In conclusion, there was a lot to learn regarding the end-to-end process from messy online data to a more organized Q/A model. The model could certainly be improved with better computing resources, model architecture, and time.

Considerations for Improvements

This project intentionally focused more on the methods and pipeline than the actual results.
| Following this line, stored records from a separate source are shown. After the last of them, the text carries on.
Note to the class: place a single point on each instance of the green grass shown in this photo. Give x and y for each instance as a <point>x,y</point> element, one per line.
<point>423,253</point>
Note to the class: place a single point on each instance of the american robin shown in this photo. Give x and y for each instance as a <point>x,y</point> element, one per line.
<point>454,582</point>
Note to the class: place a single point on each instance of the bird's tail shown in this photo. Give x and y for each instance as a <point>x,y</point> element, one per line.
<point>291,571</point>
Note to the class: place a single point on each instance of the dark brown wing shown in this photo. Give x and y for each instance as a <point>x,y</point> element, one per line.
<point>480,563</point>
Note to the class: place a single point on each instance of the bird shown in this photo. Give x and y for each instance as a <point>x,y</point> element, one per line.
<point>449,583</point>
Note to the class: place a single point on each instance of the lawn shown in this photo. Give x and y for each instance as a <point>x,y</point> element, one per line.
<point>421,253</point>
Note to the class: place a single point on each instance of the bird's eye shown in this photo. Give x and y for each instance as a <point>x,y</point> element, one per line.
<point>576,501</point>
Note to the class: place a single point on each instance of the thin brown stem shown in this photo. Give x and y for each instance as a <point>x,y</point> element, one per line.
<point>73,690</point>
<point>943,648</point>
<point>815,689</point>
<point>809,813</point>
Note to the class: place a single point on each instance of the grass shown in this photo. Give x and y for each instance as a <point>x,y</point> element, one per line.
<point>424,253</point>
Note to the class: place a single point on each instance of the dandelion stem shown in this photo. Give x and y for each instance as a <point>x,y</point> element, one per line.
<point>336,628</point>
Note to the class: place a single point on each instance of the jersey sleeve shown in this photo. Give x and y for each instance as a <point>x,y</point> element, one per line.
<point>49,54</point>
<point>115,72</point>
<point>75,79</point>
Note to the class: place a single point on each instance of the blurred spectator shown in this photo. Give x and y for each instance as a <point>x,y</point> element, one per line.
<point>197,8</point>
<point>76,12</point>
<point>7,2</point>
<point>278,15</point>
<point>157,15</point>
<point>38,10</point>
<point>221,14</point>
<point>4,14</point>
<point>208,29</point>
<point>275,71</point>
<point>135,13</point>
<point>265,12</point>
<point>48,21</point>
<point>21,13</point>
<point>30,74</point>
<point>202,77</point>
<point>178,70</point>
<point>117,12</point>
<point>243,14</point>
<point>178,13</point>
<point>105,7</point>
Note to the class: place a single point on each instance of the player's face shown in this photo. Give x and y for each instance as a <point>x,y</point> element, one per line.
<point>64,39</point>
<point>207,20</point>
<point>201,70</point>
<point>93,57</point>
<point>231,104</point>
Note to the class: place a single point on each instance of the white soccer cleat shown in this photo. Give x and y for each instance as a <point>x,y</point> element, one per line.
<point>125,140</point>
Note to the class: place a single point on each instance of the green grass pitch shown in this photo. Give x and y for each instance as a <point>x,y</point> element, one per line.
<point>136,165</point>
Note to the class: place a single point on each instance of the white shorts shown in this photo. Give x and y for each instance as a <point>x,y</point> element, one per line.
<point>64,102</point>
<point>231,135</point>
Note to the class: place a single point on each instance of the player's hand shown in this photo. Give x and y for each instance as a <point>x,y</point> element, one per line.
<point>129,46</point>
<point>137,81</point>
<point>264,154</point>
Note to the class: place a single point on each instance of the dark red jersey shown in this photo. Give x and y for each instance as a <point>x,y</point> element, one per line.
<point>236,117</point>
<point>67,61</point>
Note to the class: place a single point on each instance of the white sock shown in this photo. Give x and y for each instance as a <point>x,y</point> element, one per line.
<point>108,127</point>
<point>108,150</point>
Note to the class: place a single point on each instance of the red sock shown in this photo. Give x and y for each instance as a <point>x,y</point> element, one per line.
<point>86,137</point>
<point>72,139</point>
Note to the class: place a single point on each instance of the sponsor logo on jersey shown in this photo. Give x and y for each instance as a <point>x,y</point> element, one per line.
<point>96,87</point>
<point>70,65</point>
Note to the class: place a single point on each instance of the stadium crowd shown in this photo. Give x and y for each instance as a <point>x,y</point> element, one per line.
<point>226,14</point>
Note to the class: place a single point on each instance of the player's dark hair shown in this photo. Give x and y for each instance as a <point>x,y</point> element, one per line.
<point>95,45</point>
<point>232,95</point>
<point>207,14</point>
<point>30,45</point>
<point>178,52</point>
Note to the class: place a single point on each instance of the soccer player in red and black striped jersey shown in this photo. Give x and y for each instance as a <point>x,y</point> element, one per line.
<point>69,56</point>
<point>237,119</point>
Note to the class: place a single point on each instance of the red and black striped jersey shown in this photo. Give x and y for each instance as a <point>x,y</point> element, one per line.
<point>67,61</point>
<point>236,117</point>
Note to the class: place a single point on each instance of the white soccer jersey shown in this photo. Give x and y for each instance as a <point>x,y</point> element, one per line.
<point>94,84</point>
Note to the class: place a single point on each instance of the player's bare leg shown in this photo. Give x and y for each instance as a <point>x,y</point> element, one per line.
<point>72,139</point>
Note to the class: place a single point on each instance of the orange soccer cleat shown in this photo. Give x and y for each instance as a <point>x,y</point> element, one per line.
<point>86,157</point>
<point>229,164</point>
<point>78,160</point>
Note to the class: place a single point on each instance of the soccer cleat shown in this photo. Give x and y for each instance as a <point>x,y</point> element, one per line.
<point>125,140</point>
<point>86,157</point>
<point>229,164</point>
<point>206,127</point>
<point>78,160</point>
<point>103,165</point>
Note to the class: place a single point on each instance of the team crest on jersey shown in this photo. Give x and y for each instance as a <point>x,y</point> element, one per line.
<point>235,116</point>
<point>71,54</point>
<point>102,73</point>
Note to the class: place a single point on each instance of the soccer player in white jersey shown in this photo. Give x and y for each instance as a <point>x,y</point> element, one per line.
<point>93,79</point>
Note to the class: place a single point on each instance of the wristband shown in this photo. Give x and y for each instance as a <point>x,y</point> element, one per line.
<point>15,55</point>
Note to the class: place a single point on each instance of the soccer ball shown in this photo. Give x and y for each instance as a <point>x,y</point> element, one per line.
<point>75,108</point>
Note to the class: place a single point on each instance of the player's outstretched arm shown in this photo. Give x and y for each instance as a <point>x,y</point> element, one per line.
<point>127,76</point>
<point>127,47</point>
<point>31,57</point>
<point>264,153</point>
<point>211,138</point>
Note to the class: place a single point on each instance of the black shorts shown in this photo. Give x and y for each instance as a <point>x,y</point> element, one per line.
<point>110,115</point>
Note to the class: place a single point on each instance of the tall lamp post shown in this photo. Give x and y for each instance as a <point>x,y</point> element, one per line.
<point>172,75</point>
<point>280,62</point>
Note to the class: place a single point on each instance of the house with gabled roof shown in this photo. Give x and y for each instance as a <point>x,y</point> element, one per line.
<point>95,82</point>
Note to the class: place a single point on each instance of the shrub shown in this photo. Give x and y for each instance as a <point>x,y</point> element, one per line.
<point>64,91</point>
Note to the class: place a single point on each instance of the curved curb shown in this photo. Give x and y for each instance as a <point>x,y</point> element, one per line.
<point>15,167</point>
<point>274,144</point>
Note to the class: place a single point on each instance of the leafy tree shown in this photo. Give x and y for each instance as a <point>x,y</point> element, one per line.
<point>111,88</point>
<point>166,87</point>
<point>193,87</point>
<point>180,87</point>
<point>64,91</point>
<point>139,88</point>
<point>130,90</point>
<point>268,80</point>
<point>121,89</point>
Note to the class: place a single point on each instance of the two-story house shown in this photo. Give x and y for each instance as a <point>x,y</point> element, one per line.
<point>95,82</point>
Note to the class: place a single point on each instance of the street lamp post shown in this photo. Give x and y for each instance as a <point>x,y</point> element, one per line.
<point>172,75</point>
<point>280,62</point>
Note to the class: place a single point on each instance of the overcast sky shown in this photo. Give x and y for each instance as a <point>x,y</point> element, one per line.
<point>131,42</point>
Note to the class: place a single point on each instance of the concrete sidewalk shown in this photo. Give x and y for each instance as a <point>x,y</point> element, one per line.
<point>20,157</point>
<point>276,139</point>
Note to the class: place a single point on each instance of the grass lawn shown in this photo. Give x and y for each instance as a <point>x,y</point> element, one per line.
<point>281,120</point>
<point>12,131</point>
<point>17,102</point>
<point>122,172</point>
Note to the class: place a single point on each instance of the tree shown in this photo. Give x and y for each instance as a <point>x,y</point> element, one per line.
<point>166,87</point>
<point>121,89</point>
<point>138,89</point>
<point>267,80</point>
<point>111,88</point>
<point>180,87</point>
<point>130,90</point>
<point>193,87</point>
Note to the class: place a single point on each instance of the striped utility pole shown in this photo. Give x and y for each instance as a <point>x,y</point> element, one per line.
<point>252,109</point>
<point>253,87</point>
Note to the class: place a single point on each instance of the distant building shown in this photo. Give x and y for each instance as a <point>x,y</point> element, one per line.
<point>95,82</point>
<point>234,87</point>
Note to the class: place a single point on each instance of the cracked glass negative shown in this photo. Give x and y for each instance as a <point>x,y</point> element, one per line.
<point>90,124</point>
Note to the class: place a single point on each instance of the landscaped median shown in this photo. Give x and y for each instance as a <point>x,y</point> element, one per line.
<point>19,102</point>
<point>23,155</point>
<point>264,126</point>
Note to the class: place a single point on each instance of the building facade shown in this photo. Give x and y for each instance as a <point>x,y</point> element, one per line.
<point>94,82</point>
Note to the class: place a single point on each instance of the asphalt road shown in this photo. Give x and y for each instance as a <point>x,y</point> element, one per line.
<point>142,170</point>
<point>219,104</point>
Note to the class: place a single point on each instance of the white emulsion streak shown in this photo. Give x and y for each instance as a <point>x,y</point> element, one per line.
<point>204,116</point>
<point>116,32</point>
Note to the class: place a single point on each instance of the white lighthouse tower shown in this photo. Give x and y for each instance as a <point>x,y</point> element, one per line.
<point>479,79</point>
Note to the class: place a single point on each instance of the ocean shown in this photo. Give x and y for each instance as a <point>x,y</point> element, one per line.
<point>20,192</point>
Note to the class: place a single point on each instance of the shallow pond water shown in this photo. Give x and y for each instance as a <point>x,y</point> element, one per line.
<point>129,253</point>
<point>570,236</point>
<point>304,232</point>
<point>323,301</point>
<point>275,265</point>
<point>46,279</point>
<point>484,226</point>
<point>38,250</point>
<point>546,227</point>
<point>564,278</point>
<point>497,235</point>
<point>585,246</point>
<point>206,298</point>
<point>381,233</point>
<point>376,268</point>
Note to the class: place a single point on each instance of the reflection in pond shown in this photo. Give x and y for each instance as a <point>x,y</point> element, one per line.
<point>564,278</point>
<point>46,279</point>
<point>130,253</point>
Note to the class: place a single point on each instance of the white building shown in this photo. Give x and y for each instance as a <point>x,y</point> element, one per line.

In the case you have more time and resources to improve the model, good points to start are...

  • Increase the dataset size by scraping or adding high quality Q/A data.
  • Upgrade the model architecture to Bart-Large.
  • Increase the LoRA rank (r).
  • Train for more epochs.
  • Use a better evaluation metric like RougeL for early stopping.

Running the Gradio Inference App

This project includes an interactive Gradio app for making predictions with the trained model.

  1. Obtain the Trained Model:

    • Ensure that a trained model directory (e.g., outputs/bart-base-reddit-lora/) is available in the project root.
    • If you trained the model yourself, it should be saved automatically in the project root.
    • Otherwise, you can download it from Releases and add it in the project root.
  2. Run the App Locally:

    python app.py
    • Visit the printed URL (e.g., http://127.0.0.1:7860) to interact with the model.

You can also access the hosted demo on Huggingface Spaces

Testing

Run unit tests with:

pytest

Hyperparameter Exploration

For systematic hyperparameter exploration, you can use W&B sweeps:

  1. Enter your Weights & Biases account entity in sweep.yaml on project root:

    entity: your-wandb-username
  2. Start a new sweep:

    # registers sweep config on the W&B backend (one-time)
    wandb sweep sweep.yaml
    
    # terminal prints:  Sweep ID: 3k1xg8wq
    # start an agent
    wandb agent <ENTITY>/<PROJECT>/<SWEEP-ID>

Repository Structure

  • src/bart_reddit_lora/ – core modules (train.py, inference.py, etc.)
  • scripts/ – helper scripts for data, training, and inference
  • notebooks/ – Jupyter notebooks for exploration
  • data/ – dataset utilities and configuration
  • tests/ – simple unit tests

Requirements

  • Python >= 3.10
  • PyTorch >= 2.6
  • Other dependencies listed in requirements.txt

Contributing

Contributions are welcome! Feel free to open issues or submit pull requests.

Acknowledgements

License

This project is licensed under the MIT License.